Devemos ao Império a nossa unidade territorial e linguística. Os levantes separatistas desse período não lograram êxito. Alguns foram equacionados pela via da pacificação na qual se agigantou a figura de Caxias. Outros, duramente reprimidos. De qualquer forma, não tivemos, entre nós, uma guerra civil nacional, como os Estados Unidos enfrentaram quando da Guerra da Secessão.
Mais: consolidamos nossa configuração territorial pela via da negociação. Foi assim com Alexandre de Gusmão, idealizador do Tratado de Madri de 1750, que revogou o Tratado de Tordesilhas, mas também com o Barão de Rio Branco, na consolidação e ampliação de nossas fronteiras.
Somos uma só nação, mas também um povo uno, indivisível. Não nos dividimos entre “sulistas” e “nordestinos”. Somos um povo ímpar, enquadrado por Darcy Ribeiro na categoria de povos novos, como resultado da “desindianização dos indígenas, desafricanização dos negros e deseuropeização dos portugueses”.
Talvez Romeu Zema não tenha se dado conta, mas sua entrevista vai contra os alicerces da nossa formação como nação – e como povo -, na qual a miscigenação e a mestiçagem nos deram identidade étnica, para usar mais uma das definições de Darcy. Em vez de acentuar o que nos une por meio de uma comunhão no destino, o governador mineiro trilha o caminho do dissenso, introduzindo o perigoso vírus do separatismo. O que julgávamos desaparecido desde o fim da primeira metade do século 19.
O pacto federativo estabelecido pela Constituição de 1988 não pode ser revogado por pressão dessa ou daquela região, desse ou daquele estado, como pretende o governador. Ao se queixar que os estados do Sul e do Sudeste não recebem de volta a mesma proporção que contribuem em termos de impostos e tributos, o governador mineiro sinaliza a perda da noção do caráter da União, responsável pelo equilíbrio e o enfrentamento das desigualdades regionais e sociais.
Na visão do governador somos dois Brasil: o que trabalha, leia-se o Sul e o Sudeste, e o que não trabalha, com o primeiro sustentando o segundo.
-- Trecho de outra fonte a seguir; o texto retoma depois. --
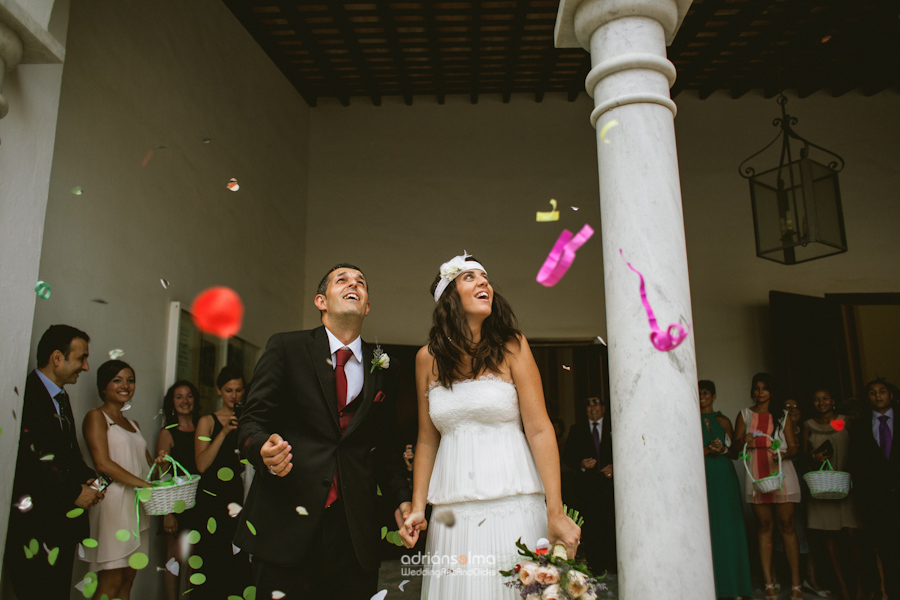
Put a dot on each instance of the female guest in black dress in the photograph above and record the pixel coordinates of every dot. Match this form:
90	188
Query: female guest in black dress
227	570
181	411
Aliás ele já afirmou isso com todas as letras. Esse é o sentido de sua comparação do Nordeste com “vaquinhas que produzem pouco”. É possível encontrar elos de ligação entre a afirmação de Zema com o pensamento de Oliveira Vianna, segundo o qual a modernização do país se daria partir de uma elite constituída por sua população meridional e os militares.
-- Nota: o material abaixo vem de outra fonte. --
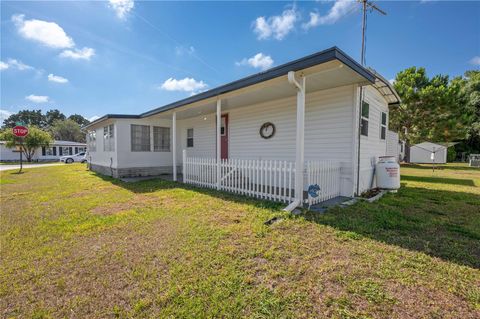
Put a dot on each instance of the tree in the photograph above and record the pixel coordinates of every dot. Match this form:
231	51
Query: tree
36	138
52	116
430	109
80	120
67	130
27	117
Oliveira Viana tinha uma visão negativa da população das demais regiões. Antiliberal e defensor da centralização estatal, foi, nos anos 20/30, o grande sistematizador do pensamento autoritário no Brasil, dando as bases teóricas para a implantação do Estado Novo de Getúlio Vargas.
Romeu Zema confronta a história de Minas Gerais, um estado síntese do que é o Brasil. Minas é Sudeste, Nordeste e Centro-Oeste. Tanto é assim que, desde o advento da Nova República, quem se elegeu presidente da República sempre foi o candidato mais votado em Minas.
Zema está longe de Juscelino Kubitschek, político mineiro que puxou o país para o Planalto Central, com a construção de Brasília. Em seu governo foi criada a Sudene, como ferramenta para enfrentar a desigualdade regional.
Tampouco o atual governador de Minas tem a estatura de um Tancredo Neves, que nos conduziu para fazer a travessia da ditadura militar para a democracia. Naquele momento da nossa história e ao ser eleito, Tancredo fez um grande apelo aos brasileiros: “Não vamos nos dispersar!”
Romeu Zema faz o oposto, propõe a dispersão do país e dos brasileiros. Dá, assim, uma enorme contribuição para a perpetuação de uma polarização sem fim. Talvez com o objetivo de ser o candidato de uma extrema-direita rancorosa, que tem o Nordeste como uma espinha na garganta.
Este artigo foi originalmente publicado no Blog do Noblat, em 9/8/2023.